Low device-cpu bandwidth for GTX 1080 TI

Hi,

I am using a GTX 1080 Ti and I ran the bandwidth test in cuda samples.
here is the output, but the bandwidth values seem unusually low:

[CUDA Bandwidth Test] - Starting…
Running on…

Device 0: GeForce GTX 1080 Ti
Quick Mode

Host to Device Bandwidth, 1 Device(s)
PINNED Memory Transfers
Transfer Size (Bytes) Bandwidth(GB/s)
32000000 1.5

Device to Host Bandwidth, 1 Device(s)
PINNED Memory Transfers
Transfer Size (Bytes) Bandwidth(GB/s)
32000000 1.6

Device to Device Bandwidth, 1 Device(s)
PINNED Memory Transfers
Transfer Size (Bytes) Bandwidth(GB/s)
32000000 350.3

Result = PASS

NOTE: The CUDA Samples are not meant for performance measurements. Results may vary when GPU Boost is enabled.

I also saw this post https://devtalk.nvidia.com/default/topic/851390/k80-bandwidth-test/
and decided to try calculating the theoretical BW.
1582MHz * 2 (DDR) * 352 bits / 8bits per byte = 140 GB/s
That doesn’t seem to add up with the BW in the product specs as well as the above bandwidth:
https://www.nvidia.com/en-us/geforce/products/10series/geforce-gtx-1080-ti/

Can someone clarify?

The most likely cause of this extremely low host/device throughput is that the GPU is plugged into the wrong PCIe slot. It should go into a PCIe gen3 x16 capable slot, and this should result in a transfer rate of 12+ GB/sec.

[CUDA Bandwidth Test] - Starting...
Running on...

 Device 0: Quadro P2000
 Quick Mode

 Host to Device Bandwidth, 1 Device(s)
 PINNED Memory Transfers
   Transfer Size (Bytes)        Bandwidth(MB/s)
   33554432                     12327.1

 Device to Host Bandwidth, 1 Device(s)
 PINNED Memory Transfers
   Transfer Size (Bytes)        Bandwidth(MB/s)
   33554432                     12364.3

 Device to Device Bandwidth, 1 Device(s)
 PINNED Memory Transfers
   Transfer Size (Bytes)        Bandwidth(MB/s)
   33554432                     119536.8

Result = PASS

NOTE: The CUDA Samples are not meant for performance measurements. Results may vary when GPU Boost is enabled.

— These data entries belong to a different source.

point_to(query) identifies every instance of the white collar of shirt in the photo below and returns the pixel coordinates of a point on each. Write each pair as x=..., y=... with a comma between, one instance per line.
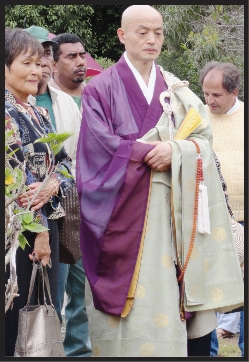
x=234, y=107
x=147, y=91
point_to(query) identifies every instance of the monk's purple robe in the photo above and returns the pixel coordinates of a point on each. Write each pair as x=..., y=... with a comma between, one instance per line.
x=113, y=181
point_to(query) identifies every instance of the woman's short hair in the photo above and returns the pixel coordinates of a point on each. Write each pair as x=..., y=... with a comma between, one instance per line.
x=18, y=41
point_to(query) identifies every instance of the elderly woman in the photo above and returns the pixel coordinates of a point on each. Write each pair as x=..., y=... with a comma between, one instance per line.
x=22, y=74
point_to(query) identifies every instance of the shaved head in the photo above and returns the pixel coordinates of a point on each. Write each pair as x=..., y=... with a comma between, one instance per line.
x=132, y=13
x=141, y=33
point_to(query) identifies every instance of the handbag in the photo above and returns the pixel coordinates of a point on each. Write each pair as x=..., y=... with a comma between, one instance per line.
x=39, y=328
x=69, y=229
x=238, y=232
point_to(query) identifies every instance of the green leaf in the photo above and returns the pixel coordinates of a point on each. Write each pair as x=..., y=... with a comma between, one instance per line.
x=49, y=138
x=66, y=173
x=28, y=218
x=23, y=241
x=35, y=228
x=56, y=148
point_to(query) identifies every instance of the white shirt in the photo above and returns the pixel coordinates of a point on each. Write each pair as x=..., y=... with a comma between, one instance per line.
x=147, y=91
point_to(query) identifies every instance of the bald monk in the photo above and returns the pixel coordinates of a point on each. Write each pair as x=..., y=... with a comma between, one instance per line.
x=137, y=189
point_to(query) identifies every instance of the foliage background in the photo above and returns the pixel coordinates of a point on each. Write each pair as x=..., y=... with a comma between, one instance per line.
x=194, y=34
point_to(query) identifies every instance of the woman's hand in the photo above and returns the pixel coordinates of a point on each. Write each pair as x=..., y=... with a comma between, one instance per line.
x=42, y=249
x=43, y=195
x=159, y=158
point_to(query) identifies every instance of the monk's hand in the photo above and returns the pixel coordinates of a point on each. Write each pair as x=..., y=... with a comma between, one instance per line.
x=42, y=249
x=43, y=195
x=159, y=158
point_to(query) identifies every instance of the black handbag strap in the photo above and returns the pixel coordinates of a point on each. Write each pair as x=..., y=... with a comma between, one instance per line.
x=43, y=276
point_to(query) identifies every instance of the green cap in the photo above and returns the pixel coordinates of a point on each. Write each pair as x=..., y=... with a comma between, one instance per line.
x=39, y=33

Check your PCIe link configuration by looking at the output of nvidia-smi -q:

GPU Link Info
            PCIe Generation
                Max                 : 3
                Current             : 3         <--------------
            Link Width
                Max                 : 16x       
                Current             : 16x       <--------------

If you look at this while bandwidthTest or some other CUDA software which uses frequent host/device transfers is running (I took the above snapshot with Folding@Home running), the “Current” items should show generation = 3, link width = x16. You can also use 3rd party software like TechPowerUp’s GPU-Z to monitor the link configuration.

Yep, the GPU was on the slow slot.

    GPU Link Info
        PCIe Generation
            Max                 : 3
            Current             : 3
        Link Width
            Max                 : 16x

Current : 2x

Transferred to the x16 slot (which is usually the top-most slot on the motherboard), got 12 GB/s.

[CUDA Bandwidth Test] - Starting…
Running on…

Device 0: GeForce GTX 1080 Ti
Quick Mode

Host to Device Bandwidth, 1 Device(s)
PINNED Memory Transfers
Transfer Size (Bytes) Bandwidth(GB/s)
32000000 12.6

Device to Host Bandwidth, 1 Device(s)
PINNED Memory Transfers
Transfer Size (Bytes) Bandwidth(GB/s)
32000000 13.2

Device to Device Bandwidth, 1 Device(s)
PINNED Memory Transfers
Transfer Size (Bytes) Bandwidth(GB/s)
32000000 351.0

Result = PASS

NOTE: The CUDA Samples are not meant for performance measurements. Results may vary when GPU Boost is enabled.